While industry research along with anecdotal evidence shows competing hard surface categories seem to be growing at a faster pace, wood has not ceded its position relative to its ranking among the likes of tile, resilient flooring, WPC, etc. For example, wood represented the third-largest hard surface category in terms of dollars in 2017, trailing only resilient (18% market share of total industry sales) and tile (13.3% of total sales). Back in 2007, wood was also the third-largest hard surface category—although resilient and tile represented a much lower portion of the overall pie at 9.8% and 9.3%, respectively. Ten years ago, wood held a 9% share of the market.
The one category that did not experience year-over-year growth in both sales and volume in 2017 was laminate. FCNews research shows sales of laminate in the U.S. fell 2.7% to $1.1.23 billion with volume shipped at the first point of distribution to 1.034 billion square feet, down 1.9% compared to 2016. Industry observers cite, among other factors, a shift in imports and the loss of significant domestic capacity when one major supplier closed its U.S. laminate operations.

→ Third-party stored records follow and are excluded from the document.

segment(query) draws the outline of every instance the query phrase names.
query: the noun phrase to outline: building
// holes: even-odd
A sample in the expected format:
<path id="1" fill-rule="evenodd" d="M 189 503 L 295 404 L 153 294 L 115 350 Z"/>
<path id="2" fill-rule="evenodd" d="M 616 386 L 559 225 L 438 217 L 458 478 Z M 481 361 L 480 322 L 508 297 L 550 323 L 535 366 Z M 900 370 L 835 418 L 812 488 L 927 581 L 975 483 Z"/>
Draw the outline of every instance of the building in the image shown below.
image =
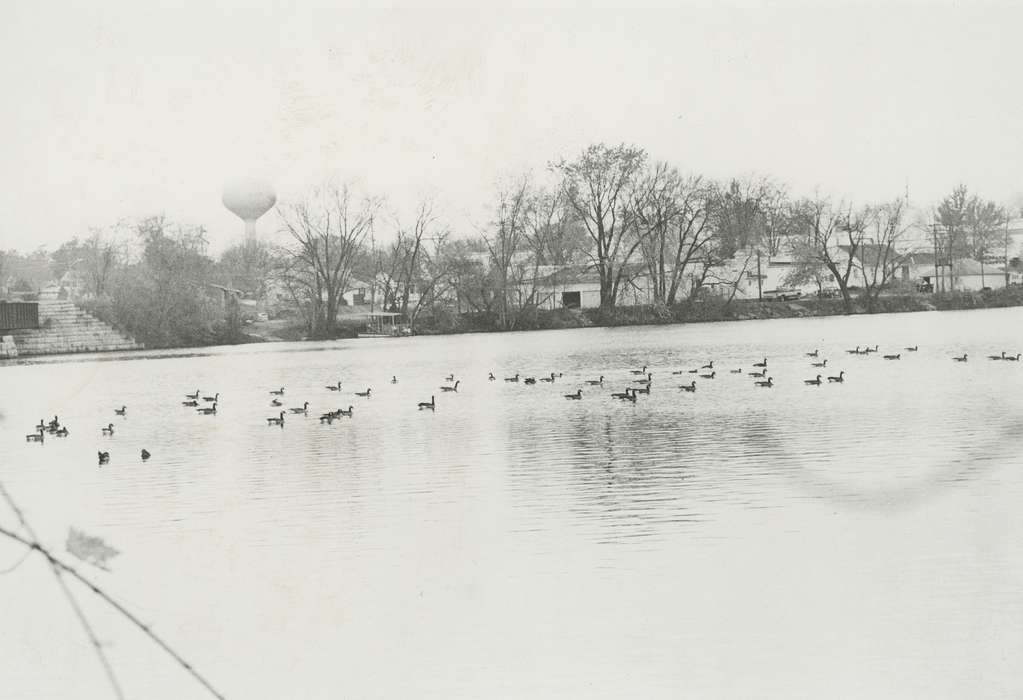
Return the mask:
<path id="1" fill-rule="evenodd" d="M 535 294 L 541 309 L 596 309 L 600 307 L 600 275 L 589 266 L 566 266 L 537 277 L 521 287 L 523 297 Z M 616 304 L 640 306 L 653 302 L 653 285 L 649 275 L 630 265 L 623 275 Z"/>

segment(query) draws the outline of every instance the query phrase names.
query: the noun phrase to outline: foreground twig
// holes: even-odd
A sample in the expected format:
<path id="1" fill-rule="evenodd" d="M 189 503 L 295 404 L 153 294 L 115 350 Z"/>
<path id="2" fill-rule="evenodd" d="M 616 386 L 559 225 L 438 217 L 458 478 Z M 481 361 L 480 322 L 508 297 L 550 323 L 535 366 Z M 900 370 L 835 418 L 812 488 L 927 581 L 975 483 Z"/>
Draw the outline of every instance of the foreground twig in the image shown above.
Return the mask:
<path id="1" fill-rule="evenodd" d="M 0 483 L 0 495 L 3 496 L 5 501 L 7 501 L 7 505 L 11 507 L 11 510 L 14 511 L 14 515 L 17 516 L 18 521 L 21 522 L 21 526 L 25 528 L 25 532 L 27 532 L 29 536 L 32 538 L 32 542 L 28 542 L 27 540 L 21 540 L 16 536 L 15 539 L 19 539 L 19 541 L 21 541 L 22 544 L 29 545 L 30 554 L 32 549 L 38 549 L 41 552 L 44 551 L 42 546 L 39 544 L 39 538 L 36 537 L 36 533 L 32 529 L 32 526 L 28 524 L 27 520 L 25 520 L 25 516 L 21 512 L 21 508 L 19 508 L 18 504 L 14 502 L 14 499 L 11 498 L 11 494 L 7 493 L 7 489 L 4 488 L 4 485 L 2 483 Z M 118 697 L 118 700 L 124 700 L 124 691 L 121 690 L 121 684 L 118 683 L 117 681 L 117 675 L 114 673 L 114 667 L 110 664 L 110 659 L 107 658 L 106 653 L 103 651 L 103 645 L 100 644 L 99 638 L 96 636 L 95 630 L 93 630 L 92 625 L 89 624 L 89 618 L 85 616 L 85 612 L 82 610 L 81 606 L 78 605 L 78 599 L 75 598 L 74 594 L 71 592 L 71 589 L 68 588 L 67 582 L 64 580 L 64 575 L 62 571 L 56 564 L 54 564 L 53 557 L 48 558 L 50 560 L 50 568 L 53 571 L 53 576 L 55 579 L 57 579 L 57 584 L 60 586 L 60 589 L 64 592 L 64 597 L 67 598 L 68 603 L 71 605 L 71 609 L 75 611 L 75 617 L 77 617 L 78 621 L 82 624 L 82 629 L 85 630 L 86 636 L 89 637 L 89 642 L 92 644 L 92 648 L 96 651 L 96 656 L 99 658 L 100 665 L 102 665 L 103 670 L 106 671 L 107 679 L 110 681 L 110 685 L 114 689 L 114 694 Z"/>
<path id="2" fill-rule="evenodd" d="M 0 492 L 3 493 L 4 498 L 11 505 L 11 507 L 14 509 L 14 511 L 18 514 L 18 518 L 21 520 L 22 524 L 25 524 L 24 519 L 21 517 L 21 511 L 19 511 L 17 506 L 15 506 L 14 503 L 11 501 L 10 496 L 7 494 L 7 492 L 5 490 L 3 490 L 3 486 L 2 485 L 0 485 Z M 27 525 L 25 527 L 26 527 L 26 529 L 29 529 Z M 29 530 L 29 532 L 31 533 L 31 530 Z M 15 542 L 19 542 L 19 543 L 23 544 L 24 546 L 28 547 L 30 550 L 36 550 L 40 554 L 42 554 L 46 558 L 46 560 L 50 563 L 50 566 L 53 567 L 54 572 L 57 573 L 57 578 L 58 578 L 58 580 L 60 580 L 61 586 L 64 587 L 64 589 L 67 592 L 69 597 L 71 597 L 71 593 L 67 589 L 66 583 L 64 583 L 63 577 L 60 575 L 61 573 L 70 574 L 73 578 L 77 579 L 79 582 L 84 584 L 86 587 L 89 588 L 89 590 L 91 590 L 93 593 L 95 593 L 97 596 L 99 596 L 101 599 L 103 599 L 108 605 L 110 605 L 110 607 L 112 607 L 117 612 L 121 613 L 121 615 L 126 617 L 132 624 L 134 624 L 136 627 L 138 627 L 140 630 L 142 630 L 142 632 L 144 632 L 147 637 L 152 639 L 161 649 L 163 649 L 165 652 L 167 652 L 167 654 L 170 655 L 171 658 L 173 658 L 175 661 L 177 661 L 178 664 L 182 668 L 184 668 L 193 678 L 195 678 L 208 691 L 210 691 L 210 693 L 214 697 L 219 698 L 220 700 L 224 700 L 224 696 L 221 695 L 219 692 L 217 692 L 217 690 L 212 685 L 210 685 L 209 681 L 207 681 L 205 678 L 203 678 L 203 676 L 198 671 L 196 671 L 192 667 L 192 665 L 190 663 L 185 661 L 185 659 L 183 659 L 180 654 L 178 654 L 176 651 L 174 651 L 174 649 L 172 649 L 165 641 L 163 641 L 160 637 L 158 637 L 149 628 L 148 625 L 146 625 L 141 620 L 139 620 L 137 617 L 135 617 L 134 614 L 132 614 L 128 609 L 126 609 L 119 602 L 117 602 L 116 600 L 111 598 L 110 595 L 106 591 L 101 589 L 99 586 L 97 586 L 95 583 L 93 583 L 92 581 L 87 579 L 82 574 L 78 573 L 78 571 L 74 567 L 71 567 L 71 566 L 65 564 L 64 562 L 62 562 L 60 559 L 58 559 L 56 556 L 54 556 L 48 549 L 46 549 L 46 547 L 41 545 L 37 540 L 33 541 L 33 540 L 35 540 L 35 535 L 32 535 L 33 540 L 29 540 L 29 539 L 19 535 L 16 532 L 12 532 L 11 530 L 8 530 L 7 528 L 5 528 L 3 526 L 0 526 L 0 535 L 4 535 L 5 537 L 8 537 L 9 539 L 14 540 Z M 71 600 L 74 600 L 74 599 L 71 598 Z M 116 683 L 116 679 L 113 678 L 113 670 L 110 669 L 110 665 L 107 662 L 106 657 L 102 654 L 102 650 L 99 647 L 99 641 L 96 640 L 95 635 L 92 634 L 91 628 L 88 628 L 88 623 L 85 621 L 84 615 L 82 615 L 81 610 L 77 606 L 77 603 L 73 602 L 72 606 L 75 608 L 75 612 L 79 614 L 79 617 L 80 617 L 80 619 L 82 619 L 83 624 L 86 625 L 86 628 L 89 631 L 89 636 L 93 640 L 93 644 L 96 646 L 97 652 L 99 652 L 100 657 L 103 659 L 104 667 L 109 670 L 109 675 L 111 676 L 111 680 L 114 683 L 115 688 L 117 689 L 118 697 L 123 697 L 123 695 L 121 694 L 120 687 Z"/>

The 2017 falloff in laminate flooring sales put the category totals at their lowest level since 2013, when sales reached just over $1.12 billion before rising each year for three consecutive years. Likewise, the volume of laminate flooring sold hit its lowest point since 2011, when shipments totaled 1.02 billion square feet. The contrast is even more pronounced when comparing last year’s activity to laminate’s performance 10 years ago; at that time, U.S. sales hit $1.169 billion, with volume reaching roughly 970 million square feet. While laminate still exceeds hardwood in the volume department (albeit slightly), the category is among the lowest in terms of price per square foot. In fact, the segment has not seen much movement beyond the $1.08 per square foot wholesale price point since 2010. Meanwhile, competing products such as resilient and ceramic tile have seen their respective price points increase accordingly.
Observers are also seeing big boxes and discount merchandisers grow their market share. FCNews research shows Home Depot and Lowe’s increased their share of laminate sales to the tune of a combined 46%, up from 42% in 2017. That’s in keeping the big-box giants’ market share of laminate sales in 2012.